L’équipement intérieur selon Le Corbusier
Fruits d’un puissant langage plastique mâtiné de rigueur rationaliste, le mobilier et les aménagements intérieurs de Le Corbusier témoignent d’une pratique de recherche en continuelle évolution. A l’instar de ses activités d’architecte et d’urbaniste.

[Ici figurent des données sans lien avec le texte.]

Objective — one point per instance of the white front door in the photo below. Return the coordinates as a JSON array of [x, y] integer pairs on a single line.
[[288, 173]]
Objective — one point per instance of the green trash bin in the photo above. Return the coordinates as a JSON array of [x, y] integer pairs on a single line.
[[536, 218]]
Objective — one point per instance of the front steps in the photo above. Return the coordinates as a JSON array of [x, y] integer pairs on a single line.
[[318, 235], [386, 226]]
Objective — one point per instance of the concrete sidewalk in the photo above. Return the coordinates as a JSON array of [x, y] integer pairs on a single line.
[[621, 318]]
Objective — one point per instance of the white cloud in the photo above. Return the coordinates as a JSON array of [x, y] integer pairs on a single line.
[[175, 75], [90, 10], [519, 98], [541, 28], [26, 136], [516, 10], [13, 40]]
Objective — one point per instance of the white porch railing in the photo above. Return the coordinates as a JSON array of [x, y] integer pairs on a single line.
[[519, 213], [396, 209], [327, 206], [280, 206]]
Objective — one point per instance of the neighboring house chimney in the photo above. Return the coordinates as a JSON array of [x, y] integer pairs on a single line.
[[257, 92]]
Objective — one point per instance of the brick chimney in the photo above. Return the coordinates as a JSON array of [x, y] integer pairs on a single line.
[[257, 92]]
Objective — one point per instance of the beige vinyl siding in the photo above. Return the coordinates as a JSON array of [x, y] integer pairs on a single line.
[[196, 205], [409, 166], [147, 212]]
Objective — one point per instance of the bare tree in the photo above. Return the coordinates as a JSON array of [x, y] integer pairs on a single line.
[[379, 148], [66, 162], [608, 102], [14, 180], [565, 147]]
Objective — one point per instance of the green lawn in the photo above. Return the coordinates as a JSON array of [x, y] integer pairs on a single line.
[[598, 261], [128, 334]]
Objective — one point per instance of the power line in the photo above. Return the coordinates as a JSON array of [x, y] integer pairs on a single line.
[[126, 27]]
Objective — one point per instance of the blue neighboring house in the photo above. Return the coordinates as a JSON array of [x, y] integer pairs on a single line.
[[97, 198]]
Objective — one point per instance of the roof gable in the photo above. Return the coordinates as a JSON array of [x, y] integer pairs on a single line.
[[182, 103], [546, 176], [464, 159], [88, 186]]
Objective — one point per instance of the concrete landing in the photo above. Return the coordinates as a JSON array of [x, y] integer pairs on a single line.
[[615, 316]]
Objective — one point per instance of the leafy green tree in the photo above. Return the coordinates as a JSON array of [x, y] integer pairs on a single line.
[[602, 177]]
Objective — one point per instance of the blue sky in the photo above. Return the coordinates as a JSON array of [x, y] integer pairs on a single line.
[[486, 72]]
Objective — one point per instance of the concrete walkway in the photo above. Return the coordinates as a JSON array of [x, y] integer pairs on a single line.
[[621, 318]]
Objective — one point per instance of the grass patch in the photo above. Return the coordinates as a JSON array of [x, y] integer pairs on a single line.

Des premières réalisations aux concepts austères et minimalistes des années d’après-guerre en passant par les célèbres modèles des années 1920 et 1930, Le Corbusier prône un mobilier fonctionnel et standardisé qui se résume aux casiers, sièges et tables. Plus qu’une simple modification du vocabulaire, les termes «machine à habiter» et «équipement de la maison» qu’il formule dès le début des années 1920 sont la réflexion d’une profonde remise en cause de notre façon d’habiter et de se meubler. Engagé dans une croisade contre les arts décoratifs dont le point d’orgue fut l’Exposition des arts décoratifs et industriels modernes de 1925, son mot d’ordre était: «Il faut recommencer à zéro, il faut poser le problème.» Autrement dit, il est temps d’inventer l’aménagement intérieur d’un ordre nouveau.
Réinventer l’espace et le décor quotidien
C’est en 1922 que Le Corbusier installe son atelier d’architecte rue de Sèvres à Paris, où il travaille avec son cousin Pierre Jeanneret. Ils seront rejoints en 1927 par la jeune Charlotte Perriand avec qui ils collaboreront jusqu’en 1937. Responsable de l’étude, de la conception et du suivi des chantiers pour l’aménagement des maisons, Charlotte Perriand sera la cheville ouvrière des différentes réalisations de cette décennie.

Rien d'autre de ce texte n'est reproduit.